This week’s scheduled column on security maturity has been rescheduled for next week.
It's because I can’t take the misinformation anymore.
I was recently contacted by the company that manages my stock to open up a new Web site log-on account. During new account creation, it asked me to input a secure password. So, I put in my normal password that is 21 characters long followed by 10 characters that are unique per Web site, but only uses lowercase letters. The length of the base password prevents basic password cracking and guessing, while the additional characters make the overall password (or pass phrase) unique so that no two resources ever have the same password.
At 31 characters long, my password is all but unhackable. Attackers will need to find another way to compromise my account rather than trying to guess it or crack it with brute force.
But of course, as usual, the finance company's Web site required that my password be complex, using three of four presented sets of characters, such as at least one uppercase character or one nonalphanumeric symbol. So although the password could be only six characters long, according to their policy, it also had to be complex.
The conventional thinking is that the additional complexity presents such an increased workload for the hacker that complexity is the holy grail of password hacking prevention. After all, conventional wisdom says that all the good Web sites require complexity. Heck, a Microsoft Windows log-on password requires complexity. Every new password policy I read requires complexity -- but gives scant consideration to the equal (or better) importance of longer password length.
They're all wrong! Character-for-character, password length is more important for security than complexity. Requiring complexity but allowing passwords to remain short makes passwords more vulnerable to attack than simply requiring easier-to-remember, longer passwords.
For everyone using six- to nine-character passwords with “complexity,” I appreciate it. I get paid to break in to systems for a living, and you make my job easier.
Strength is provided by increasing the number of possible passwords the attacker has to guess (let’s call this the keyspace even though it really isn’t appropriate in this context). The keyspace is represented mathematically as X^L, where X is the number of possible characters that can be in the password and L is the length. If you do the basic analysis, you can see that changes in L are more significant, character for character, than changes in X.
But conventional wisdom will have you believe that increasing complexity forces the password attacker to use significantly more possible characters in their attack.

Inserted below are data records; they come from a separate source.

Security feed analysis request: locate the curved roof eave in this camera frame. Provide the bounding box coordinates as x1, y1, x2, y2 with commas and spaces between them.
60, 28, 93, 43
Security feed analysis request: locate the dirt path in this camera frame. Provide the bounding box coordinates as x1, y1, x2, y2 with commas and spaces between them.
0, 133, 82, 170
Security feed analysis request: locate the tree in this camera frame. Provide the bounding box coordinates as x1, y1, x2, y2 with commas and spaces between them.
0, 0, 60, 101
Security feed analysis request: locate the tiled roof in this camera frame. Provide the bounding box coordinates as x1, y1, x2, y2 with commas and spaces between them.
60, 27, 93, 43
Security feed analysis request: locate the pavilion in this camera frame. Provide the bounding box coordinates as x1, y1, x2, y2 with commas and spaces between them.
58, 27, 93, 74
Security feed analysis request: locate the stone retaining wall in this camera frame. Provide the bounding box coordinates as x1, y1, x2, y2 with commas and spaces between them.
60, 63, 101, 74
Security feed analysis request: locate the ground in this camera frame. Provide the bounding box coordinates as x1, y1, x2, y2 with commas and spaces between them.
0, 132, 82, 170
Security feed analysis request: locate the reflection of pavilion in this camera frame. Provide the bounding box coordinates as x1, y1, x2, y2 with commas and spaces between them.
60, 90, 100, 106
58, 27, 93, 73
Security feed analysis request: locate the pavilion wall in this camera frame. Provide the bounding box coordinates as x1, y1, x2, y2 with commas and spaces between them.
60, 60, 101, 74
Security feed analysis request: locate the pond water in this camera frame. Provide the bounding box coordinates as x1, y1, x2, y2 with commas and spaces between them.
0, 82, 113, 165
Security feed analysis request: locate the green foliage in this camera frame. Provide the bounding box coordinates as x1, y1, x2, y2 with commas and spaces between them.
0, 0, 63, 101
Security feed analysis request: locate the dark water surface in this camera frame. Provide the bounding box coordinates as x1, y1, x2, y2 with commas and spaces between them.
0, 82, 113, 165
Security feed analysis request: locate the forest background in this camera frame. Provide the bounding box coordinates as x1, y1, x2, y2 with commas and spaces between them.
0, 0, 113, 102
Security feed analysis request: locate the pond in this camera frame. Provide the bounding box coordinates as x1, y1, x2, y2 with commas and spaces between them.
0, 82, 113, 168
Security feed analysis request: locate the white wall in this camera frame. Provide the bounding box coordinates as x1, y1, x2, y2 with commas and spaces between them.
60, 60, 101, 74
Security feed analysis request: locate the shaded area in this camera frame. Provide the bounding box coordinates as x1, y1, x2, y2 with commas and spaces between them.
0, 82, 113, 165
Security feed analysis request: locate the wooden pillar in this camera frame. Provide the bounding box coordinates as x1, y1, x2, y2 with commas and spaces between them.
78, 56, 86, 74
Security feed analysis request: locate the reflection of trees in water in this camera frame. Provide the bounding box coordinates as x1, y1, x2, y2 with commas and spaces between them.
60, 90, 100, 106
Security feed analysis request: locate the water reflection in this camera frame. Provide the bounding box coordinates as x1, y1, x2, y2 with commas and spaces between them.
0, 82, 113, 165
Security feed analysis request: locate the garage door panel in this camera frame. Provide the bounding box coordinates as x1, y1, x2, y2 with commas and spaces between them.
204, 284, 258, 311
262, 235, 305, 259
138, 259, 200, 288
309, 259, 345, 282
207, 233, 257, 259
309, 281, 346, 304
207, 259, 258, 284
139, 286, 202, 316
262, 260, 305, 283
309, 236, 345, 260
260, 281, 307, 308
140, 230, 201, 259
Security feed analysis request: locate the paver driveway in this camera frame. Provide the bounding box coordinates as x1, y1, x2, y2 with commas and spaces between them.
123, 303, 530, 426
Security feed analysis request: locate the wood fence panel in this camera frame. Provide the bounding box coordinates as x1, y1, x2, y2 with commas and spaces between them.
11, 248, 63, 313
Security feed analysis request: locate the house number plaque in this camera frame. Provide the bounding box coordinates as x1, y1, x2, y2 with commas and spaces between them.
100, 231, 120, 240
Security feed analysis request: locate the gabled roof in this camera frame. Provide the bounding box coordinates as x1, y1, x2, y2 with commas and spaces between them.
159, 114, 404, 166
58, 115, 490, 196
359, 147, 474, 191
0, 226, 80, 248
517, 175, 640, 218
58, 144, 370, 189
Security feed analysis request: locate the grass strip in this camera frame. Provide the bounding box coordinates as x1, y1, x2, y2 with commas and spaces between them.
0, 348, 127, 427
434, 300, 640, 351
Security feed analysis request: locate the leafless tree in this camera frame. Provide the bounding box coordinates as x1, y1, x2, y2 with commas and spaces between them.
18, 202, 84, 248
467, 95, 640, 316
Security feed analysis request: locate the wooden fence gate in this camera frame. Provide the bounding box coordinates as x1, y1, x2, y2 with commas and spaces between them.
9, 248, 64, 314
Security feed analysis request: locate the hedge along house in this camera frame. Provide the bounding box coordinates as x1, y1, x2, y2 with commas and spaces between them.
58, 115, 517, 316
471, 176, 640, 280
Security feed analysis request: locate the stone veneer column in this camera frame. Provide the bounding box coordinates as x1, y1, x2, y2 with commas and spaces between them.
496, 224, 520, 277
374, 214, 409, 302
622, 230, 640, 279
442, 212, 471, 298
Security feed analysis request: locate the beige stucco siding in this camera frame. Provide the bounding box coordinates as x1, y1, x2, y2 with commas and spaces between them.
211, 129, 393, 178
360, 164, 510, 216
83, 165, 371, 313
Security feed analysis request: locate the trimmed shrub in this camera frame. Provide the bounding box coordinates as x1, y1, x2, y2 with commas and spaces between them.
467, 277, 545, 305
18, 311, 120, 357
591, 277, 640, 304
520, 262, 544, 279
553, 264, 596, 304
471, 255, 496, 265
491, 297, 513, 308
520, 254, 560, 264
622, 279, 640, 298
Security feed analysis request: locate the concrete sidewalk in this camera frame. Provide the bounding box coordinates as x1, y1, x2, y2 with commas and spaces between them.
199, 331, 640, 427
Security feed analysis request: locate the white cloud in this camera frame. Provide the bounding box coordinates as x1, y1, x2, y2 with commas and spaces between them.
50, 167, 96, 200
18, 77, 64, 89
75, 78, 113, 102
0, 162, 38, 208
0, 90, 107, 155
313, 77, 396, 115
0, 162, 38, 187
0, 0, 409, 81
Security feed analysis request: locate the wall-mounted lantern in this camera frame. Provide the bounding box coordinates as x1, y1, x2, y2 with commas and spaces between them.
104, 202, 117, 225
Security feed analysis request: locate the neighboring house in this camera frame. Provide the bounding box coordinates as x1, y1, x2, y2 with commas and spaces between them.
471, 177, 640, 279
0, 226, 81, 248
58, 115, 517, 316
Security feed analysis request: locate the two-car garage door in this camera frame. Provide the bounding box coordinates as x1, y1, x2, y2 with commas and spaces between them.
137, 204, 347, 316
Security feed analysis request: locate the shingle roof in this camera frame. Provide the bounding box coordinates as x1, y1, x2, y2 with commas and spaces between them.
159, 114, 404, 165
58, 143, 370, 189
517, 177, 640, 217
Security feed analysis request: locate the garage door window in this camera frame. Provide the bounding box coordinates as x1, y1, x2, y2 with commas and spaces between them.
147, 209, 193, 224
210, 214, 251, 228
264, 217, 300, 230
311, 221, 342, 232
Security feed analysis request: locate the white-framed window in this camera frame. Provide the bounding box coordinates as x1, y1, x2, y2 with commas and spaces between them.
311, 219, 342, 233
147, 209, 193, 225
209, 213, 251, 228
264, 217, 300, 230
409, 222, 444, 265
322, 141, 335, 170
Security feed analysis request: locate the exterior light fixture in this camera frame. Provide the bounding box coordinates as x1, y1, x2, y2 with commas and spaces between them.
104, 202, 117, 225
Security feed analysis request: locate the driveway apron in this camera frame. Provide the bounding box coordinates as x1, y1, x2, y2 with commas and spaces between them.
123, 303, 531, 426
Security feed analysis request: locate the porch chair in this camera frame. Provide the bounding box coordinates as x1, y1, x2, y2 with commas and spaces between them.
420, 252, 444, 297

In the X^L formula example, forcing the use of capitalized letters requires the value of X to go from 26 for all possible lower case letters to 52 for both upper case and lower case letters. And if you include nonalphanumeric characters, X goes up to 94 to support all the normal single characters you can type on a 101 keyboard. Windows will allow you to use any Unicode character, which includes upwards of 65,000 different symbols.
Of course, most people only use the 94 standard keyboard keys. And if people actually evenly used the 94 characters of potential complexity, short passwords would be uncrackable, because 94^8 = 6,095,689,385,410,816 possible passwords -- which is uncrackable using anything known today or in the near future.